By revisiting my expectations of Rasa Ria, I realized the extent of my misguidance. Now I did not expect to walk into a 5-star restaurant; I also didn’t anticipate walking into a one-room hostel with an Internet connection. To say the least, I was under impressed with the ambience of Rasa Ria. The self-service and casual atmosphere denotes the kind of customer that would frequent the quaint restaurant. This wasn’t where I ate when I was with my parents. Instead this kind of restaurant represented what college has become for me: a place to experience and try new things. Most importantly somewhere I would be able to grow by stepping outside of my comfort zone. I think that Rasa Ria definitely presented a unique cultural experience was different from my own.
The restaurant included many recipes that were Indonesian, with a Malaysian flare brought by the Gome family. Rasa Ria is authentically fusion. It is a mix of Asian cultures brought to the American table. Through this course, I came to realize that the term “authenticity” is very subjective because of the evolution of culture. The authority who might call a dish authentic or not is also disputed. Therefore, as a relatively uncultured, liberal arts college student, I will call food served at Rasa Ria authentically fusion and authentically delicious.
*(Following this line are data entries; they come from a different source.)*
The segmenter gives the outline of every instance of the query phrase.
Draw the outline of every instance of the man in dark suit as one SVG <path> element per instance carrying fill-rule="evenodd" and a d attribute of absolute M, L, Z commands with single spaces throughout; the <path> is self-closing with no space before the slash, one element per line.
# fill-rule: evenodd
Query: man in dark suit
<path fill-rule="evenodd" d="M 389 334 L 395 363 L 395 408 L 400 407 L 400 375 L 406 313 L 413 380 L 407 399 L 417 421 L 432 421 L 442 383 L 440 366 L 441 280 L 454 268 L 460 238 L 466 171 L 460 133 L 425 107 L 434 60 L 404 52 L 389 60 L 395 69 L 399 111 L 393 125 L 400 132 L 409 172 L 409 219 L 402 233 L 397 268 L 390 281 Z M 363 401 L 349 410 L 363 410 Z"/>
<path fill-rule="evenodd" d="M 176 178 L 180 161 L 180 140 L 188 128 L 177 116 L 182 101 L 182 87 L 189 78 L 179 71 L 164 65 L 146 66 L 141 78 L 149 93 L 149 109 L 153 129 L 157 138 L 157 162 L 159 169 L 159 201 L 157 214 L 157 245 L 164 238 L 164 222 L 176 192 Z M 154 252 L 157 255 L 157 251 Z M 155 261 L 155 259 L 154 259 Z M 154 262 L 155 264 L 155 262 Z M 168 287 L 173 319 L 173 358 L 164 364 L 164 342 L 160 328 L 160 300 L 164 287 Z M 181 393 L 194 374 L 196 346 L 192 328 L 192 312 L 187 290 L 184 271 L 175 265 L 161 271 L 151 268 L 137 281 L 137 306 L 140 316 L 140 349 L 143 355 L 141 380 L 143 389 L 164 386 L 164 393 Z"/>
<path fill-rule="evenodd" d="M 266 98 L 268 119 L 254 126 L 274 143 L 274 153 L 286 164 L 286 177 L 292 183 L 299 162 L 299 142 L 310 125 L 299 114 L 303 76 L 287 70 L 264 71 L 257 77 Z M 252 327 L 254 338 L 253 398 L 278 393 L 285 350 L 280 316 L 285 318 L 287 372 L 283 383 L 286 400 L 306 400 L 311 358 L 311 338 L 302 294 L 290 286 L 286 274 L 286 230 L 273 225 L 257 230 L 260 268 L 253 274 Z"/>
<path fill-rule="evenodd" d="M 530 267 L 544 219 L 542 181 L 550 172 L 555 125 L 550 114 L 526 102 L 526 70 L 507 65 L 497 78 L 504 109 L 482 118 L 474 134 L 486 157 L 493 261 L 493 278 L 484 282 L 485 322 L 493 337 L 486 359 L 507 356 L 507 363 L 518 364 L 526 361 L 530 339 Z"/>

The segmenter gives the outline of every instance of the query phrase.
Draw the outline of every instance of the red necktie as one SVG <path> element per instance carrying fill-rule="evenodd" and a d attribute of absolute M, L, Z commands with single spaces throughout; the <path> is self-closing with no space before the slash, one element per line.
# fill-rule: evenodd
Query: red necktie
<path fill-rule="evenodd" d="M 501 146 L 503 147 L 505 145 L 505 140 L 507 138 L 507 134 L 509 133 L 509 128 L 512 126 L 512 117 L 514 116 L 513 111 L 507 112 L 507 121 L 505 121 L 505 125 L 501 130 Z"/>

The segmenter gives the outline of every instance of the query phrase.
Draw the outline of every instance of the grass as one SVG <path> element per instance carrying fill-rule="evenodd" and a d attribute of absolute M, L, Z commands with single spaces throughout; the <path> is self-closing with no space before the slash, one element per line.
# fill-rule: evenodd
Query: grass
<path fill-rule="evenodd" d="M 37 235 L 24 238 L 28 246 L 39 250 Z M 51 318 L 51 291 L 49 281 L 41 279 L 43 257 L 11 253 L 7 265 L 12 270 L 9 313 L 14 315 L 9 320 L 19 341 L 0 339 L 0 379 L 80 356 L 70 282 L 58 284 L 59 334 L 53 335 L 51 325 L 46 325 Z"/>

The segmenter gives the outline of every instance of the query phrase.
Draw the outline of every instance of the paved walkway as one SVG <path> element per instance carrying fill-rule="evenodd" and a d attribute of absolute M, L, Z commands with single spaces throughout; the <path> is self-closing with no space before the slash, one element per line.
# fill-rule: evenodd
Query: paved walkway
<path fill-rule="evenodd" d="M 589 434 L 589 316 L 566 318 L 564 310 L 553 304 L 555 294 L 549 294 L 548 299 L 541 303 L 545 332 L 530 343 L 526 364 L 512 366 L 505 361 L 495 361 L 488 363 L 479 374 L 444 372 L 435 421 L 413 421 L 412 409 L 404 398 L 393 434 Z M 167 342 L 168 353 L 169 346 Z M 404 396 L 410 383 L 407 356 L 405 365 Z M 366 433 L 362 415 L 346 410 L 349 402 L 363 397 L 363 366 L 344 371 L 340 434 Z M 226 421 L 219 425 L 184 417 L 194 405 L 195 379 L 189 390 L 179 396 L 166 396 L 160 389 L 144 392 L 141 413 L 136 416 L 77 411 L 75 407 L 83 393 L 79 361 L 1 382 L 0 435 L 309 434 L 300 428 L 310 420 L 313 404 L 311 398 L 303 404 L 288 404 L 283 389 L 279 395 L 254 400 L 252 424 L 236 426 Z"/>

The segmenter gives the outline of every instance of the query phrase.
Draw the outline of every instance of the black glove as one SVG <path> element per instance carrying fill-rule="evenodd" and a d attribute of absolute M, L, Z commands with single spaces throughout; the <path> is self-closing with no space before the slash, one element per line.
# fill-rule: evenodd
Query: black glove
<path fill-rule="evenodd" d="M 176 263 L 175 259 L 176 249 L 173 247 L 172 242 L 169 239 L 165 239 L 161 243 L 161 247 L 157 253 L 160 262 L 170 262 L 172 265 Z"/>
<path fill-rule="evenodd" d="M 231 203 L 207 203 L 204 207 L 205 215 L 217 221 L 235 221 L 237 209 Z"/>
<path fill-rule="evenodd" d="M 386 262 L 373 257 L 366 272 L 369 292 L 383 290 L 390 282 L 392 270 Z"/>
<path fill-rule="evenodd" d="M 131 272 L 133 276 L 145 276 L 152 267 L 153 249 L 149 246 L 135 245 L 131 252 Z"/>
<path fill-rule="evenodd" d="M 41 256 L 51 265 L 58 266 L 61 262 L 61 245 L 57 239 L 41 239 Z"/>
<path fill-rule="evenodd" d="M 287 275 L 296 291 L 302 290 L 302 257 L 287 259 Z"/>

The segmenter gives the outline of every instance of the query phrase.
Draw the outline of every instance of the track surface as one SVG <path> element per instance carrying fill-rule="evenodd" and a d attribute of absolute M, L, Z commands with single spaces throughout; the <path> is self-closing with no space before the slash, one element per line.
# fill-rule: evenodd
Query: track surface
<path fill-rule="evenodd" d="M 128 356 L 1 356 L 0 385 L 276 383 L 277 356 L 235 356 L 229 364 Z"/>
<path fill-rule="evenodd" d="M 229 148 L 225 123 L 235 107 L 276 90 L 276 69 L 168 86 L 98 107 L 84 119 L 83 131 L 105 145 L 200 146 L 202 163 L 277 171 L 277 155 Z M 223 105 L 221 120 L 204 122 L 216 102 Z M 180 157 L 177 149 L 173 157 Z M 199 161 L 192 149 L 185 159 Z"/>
I hope to continue my exploration with food beyond the confines of my Food and Travel Seminar. It is my greatest hope that I will be able to study abroad in Ecuador for my Junior year at Kalamazoo College. With the application process underway, I can only imagine the exotic food I will be eating. I envision fruits with spikes, fresh fish, or flan. I look forward to go into any future culinary experience with an open heart and mind. Not every taste is for me, yet I will try my best to enjoy the effort and respect the culture of each dish. And after completing the Sophomore Food and Travel Seminar, I have found it is often not the taste that makes the food, yet the context in which you surround yourself.